The fundamental key rules when in a relationship and some tips and tricks to keep that spark alive.
Are you in a serious relationship? Have you consumed everything you ever want to know about your partner? Do you understand him/her? Have you gotten to the part where the KEY RULES have finally unleashed themselves? If not, you will find this read to be very helpful. If you have overcome all the questions above, then kudos to you and just maybe, you will find some friendly reminders for your relationship.
Yes, my dear friend, there are RULES and REGULATIONS when involved in a serious relationship. Every couple is different, which entitles different rules. However, most relationships will eventually get to the THREE TOP RULES:
1. Never assume.
2. Open communication.
3. Listen. LISTEN.
L I S T E N!
Often times we tend to assume that our partner doesn't love us, don't care about us, might be talking to someone else, is cheating and the list goes on. But here's the thing, if you do not confront your partner, before assuming things, your head will explode and so will your relationship. Do not speculate and question yourself, if there is absolutely no reason to! Conflicts will arise and you will wind up looking like a fool, if your relationship ends due to unnecessary questioning. However, if your partner is giving you REASON to question, you BETTER speak up!
By never assuming, comes open communication. No relationship is at its best if there is no communication. This means conversations that go from how your day went, to deep late night talks. The late night talks or early morning discussions can really bring you two closer, mainly because you have no interruptions like crying babies or constant phone calls coming in. By sharing and spending quality time together, it will really bring your relationship to the next level.
When I say listen, I don't mean open your ears and focus. I mean open your heart, drop your phone and pay attention to not only what your partner is saying, but observe their gestures. Feel their energy. Are they looking for solutions, a hug or feedback? Every conversation you have with your partner is important. Look for those clues, and act accordingly. Especially if your lady is going through a rough patch, i.e. pregnant, on their menstrual cycle or in a funk. DO NOT SPIT OUT QUESTIONS LIKE: “What is wrong with you?” “Why are you so moody?” Us WOMEN do not take questions like that very easily. Asking your lady such questions will result in one angry bitch ready to slap the shit out of you.
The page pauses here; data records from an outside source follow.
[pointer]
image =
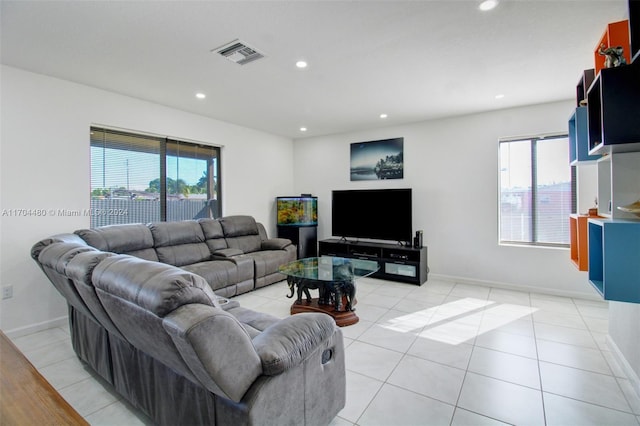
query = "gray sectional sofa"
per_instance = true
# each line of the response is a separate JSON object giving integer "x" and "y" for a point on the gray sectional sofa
{"x": 149, "y": 312}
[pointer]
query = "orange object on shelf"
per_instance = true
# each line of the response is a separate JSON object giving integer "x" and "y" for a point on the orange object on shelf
{"x": 616, "y": 34}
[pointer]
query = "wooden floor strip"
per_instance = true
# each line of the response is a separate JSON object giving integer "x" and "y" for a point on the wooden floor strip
{"x": 26, "y": 398}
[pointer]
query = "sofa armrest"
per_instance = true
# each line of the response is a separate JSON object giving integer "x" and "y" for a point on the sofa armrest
{"x": 275, "y": 244}
{"x": 290, "y": 341}
{"x": 216, "y": 348}
{"x": 228, "y": 252}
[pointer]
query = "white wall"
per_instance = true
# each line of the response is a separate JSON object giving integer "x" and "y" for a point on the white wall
{"x": 451, "y": 164}
{"x": 44, "y": 161}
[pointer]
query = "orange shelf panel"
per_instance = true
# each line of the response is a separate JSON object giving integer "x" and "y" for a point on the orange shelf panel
{"x": 616, "y": 34}
{"x": 578, "y": 241}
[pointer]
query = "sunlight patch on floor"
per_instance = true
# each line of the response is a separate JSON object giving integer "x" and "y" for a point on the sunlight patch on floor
{"x": 459, "y": 321}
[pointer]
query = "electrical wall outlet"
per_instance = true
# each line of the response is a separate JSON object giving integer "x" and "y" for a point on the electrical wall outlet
{"x": 7, "y": 292}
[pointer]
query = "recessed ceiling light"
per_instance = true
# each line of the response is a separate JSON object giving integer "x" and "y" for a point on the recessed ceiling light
{"x": 488, "y": 5}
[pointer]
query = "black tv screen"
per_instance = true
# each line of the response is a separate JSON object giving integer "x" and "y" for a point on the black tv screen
{"x": 379, "y": 214}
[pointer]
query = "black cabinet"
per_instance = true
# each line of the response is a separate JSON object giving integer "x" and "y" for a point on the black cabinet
{"x": 305, "y": 237}
{"x": 397, "y": 263}
{"x": 613, "y": 107}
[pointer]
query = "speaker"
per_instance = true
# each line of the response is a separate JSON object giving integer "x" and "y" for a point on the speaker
{"x": 417, "y": 240}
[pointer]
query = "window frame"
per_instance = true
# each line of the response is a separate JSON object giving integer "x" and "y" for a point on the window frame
{"x": 214, "y": 184}
{"x": 534, "y": 231}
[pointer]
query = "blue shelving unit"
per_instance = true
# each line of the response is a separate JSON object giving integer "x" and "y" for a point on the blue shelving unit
{"x": 614, "y": 258}
{"x": 579, "y": 137}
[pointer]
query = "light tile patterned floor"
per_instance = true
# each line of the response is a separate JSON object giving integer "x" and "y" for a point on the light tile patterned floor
{"x": 438, "y": 354}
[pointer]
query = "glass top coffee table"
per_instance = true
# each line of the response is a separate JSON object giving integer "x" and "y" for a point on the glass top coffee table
{"x": 334, "y": 278}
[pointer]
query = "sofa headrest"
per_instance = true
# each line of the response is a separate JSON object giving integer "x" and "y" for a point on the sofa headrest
{"x": 57, "y": 255}
{"x": 176, "y": 233}
{"x": 60, "y": 238}
{"x": 238, "y": 226}
{"x": 211, "y": 228}
{"x": 118, "y": 238}
{"x": 155, "y": 287}
{"x": 81, "y": 267}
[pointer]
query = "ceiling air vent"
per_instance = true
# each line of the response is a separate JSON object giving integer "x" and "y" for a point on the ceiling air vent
{"x": 239, "y": 52}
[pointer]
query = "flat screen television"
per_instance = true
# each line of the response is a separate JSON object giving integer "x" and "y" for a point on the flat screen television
{"x": 378, "y": 214}
{"x": 297, "y": 211}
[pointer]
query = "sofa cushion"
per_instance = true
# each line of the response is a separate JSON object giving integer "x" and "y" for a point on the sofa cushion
{"x": 236, "y": 226}
{"x": 218, "y": 273}
{"x": 153, "y": 286}
{"x": 179, "y": 243}
{"x": 133, "y": 239}
{"x": 213, "y": 234}
{"x": 289, "y": 341}
{"x": 267, "y": 261}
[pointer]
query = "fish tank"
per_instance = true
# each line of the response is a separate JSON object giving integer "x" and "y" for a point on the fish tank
{"x": 297, "y": 211}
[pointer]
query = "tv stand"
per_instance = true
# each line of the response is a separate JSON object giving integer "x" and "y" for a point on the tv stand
{"x": 397, "y": 263}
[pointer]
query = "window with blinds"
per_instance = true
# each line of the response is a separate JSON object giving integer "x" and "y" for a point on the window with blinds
{"x": 138, "y": 178}
{"x": 535, "y": 191}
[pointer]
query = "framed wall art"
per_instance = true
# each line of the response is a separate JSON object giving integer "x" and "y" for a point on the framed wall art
{"x": 376, "y": 160}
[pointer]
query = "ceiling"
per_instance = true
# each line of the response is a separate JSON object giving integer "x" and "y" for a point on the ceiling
{"x": 412, "y": 60}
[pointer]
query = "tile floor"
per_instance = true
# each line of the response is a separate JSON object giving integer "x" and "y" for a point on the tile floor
{"x": 439, "y": 354}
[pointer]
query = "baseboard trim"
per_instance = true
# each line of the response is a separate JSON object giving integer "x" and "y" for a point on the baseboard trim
{"x": 34, "y": 328}
{"x": 624, "y": 364}
{"x": 516, "y": 287}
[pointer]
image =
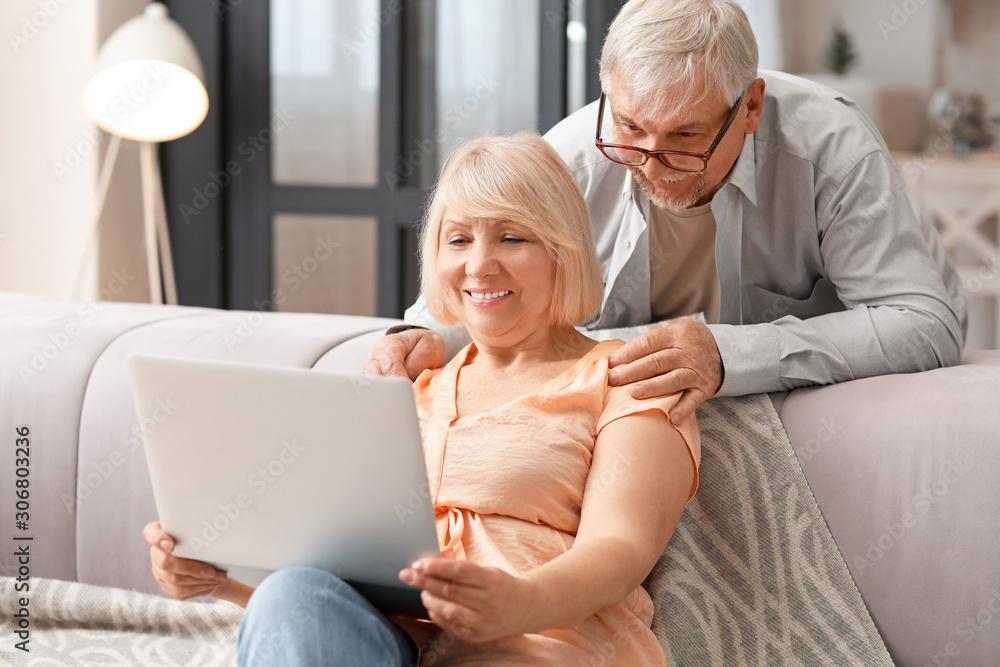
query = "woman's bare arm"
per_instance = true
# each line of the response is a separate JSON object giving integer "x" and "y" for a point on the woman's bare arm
{"x": 639, "y": 482}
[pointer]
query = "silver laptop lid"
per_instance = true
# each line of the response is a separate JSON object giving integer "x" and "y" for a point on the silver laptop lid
{"x": 264, "y": 467}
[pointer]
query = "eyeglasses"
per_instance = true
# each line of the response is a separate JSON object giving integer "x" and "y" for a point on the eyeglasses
{"x": 633, "y": 156}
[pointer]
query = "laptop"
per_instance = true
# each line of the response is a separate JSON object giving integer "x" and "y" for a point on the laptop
{"x": 256, "y": 468}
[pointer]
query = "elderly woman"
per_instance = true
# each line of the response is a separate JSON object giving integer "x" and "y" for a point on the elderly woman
{"x": 554, "y": 492}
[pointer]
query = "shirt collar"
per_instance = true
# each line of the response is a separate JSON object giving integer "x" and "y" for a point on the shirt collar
{"x": 743, "y": 175}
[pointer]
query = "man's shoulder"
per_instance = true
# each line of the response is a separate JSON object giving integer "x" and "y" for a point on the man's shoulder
{"x": 573, "y": 139}
{"x": 816, "y": 123}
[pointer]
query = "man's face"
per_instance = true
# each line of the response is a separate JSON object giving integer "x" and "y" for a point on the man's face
{"x": 690, "y": 130}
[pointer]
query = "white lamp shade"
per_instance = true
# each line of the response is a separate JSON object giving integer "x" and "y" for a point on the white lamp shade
{"x": 147, "y": 82}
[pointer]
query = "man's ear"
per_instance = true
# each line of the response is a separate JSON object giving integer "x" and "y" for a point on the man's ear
{"x": 755, "y": 103}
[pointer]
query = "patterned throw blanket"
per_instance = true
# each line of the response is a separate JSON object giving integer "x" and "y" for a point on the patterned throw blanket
{"x": 751, "y": 577}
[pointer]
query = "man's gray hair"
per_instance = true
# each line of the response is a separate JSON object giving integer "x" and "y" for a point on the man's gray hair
{"x": 680, "y": 51}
Be CAUTIOUS!
Apart from all these RULES - there is also YOUR GUT FEELING! You know damn well when your heart is telling you that your man or woman is not being 100% real with you. As much as you tried to trust, communicate and listen, sometimes it just does not work out. But you know what dude? Everything does not plan out as expected. What is most important to your well-being, is how you overpass it all. Of course, it's easy for me to sit here and tell you to suck it up and move on. However, let's be realistic, life isn't that simple. What you do is, YOU LET IT PASS. You let time pass by, slowly until you have fully accepted the outcome. Then, you move forward and knock 'em dead! Focus on that COMEBACK baby! ;)
Tips and Tricks:
"Water your garden": My husband will share this with anyone who is going through a rough patch. If your relationship is losing that spark, that excitement, then something is missing. So, what do you do? Take initiative and make reservations at a top-notch restaurant. Buy her flowers, because let's be real, if these MEN out here are not treating their woman right, then don't expect these ladies to be all sweet in return - BUY HER FLOWERS DAMMIT. Tell her she is beautiful and tell him that he is handsome. Share old stories. Drink wine. Loosen up and enjoy your time with each other. BE IN THE MOMENT.
STOP COMPLAINING: I am guilty of this! Complaining has overpowered me quite often and it is a constant battle for me to shut my mouth. What your significant other does for you may not meet your expectation, but they DID IT FOR YOU! Appreciate it.
I remember when I came home from work and walked passed my husband without a 'hi', and began my greeting with "ugh, I need to sweep, this house is so messy". Little did I know, he actually swept earlier that day. You can only imagine how I felt when he told me. EMBARRASSING!
There is complaining, then there is NAGGING: Please stop hounding your men, and men appreciate your women. Notice each other! That constant 'you NEVER wash the dishes' or 'you're ALWAYS on your phone' will get you nowhere. Matter a fact, REMOVE 'never’ and 'always' from your vocabulary. There is nothing more irritating than someone throwing those two words in your face that are absolutely not accurate. Also, rather than stating a complaint, why not share a compliment or express how much you miss that person and would appreciate some time together. - open communication people!
Love Unconditionally: Although there will be some things you dislike about your partner, nothing should ever get in the way of what you LOVE about them. Embrace that and focus on what makes you absolutely, indescribably in love with your significant other. Maybe you aren't there yet, but we all want that right!? I hope so.
OK, now you have the fundamental rules to discover and some tips and tricks to take with you along the way. Love yourself, love others and love BOTH STRONG.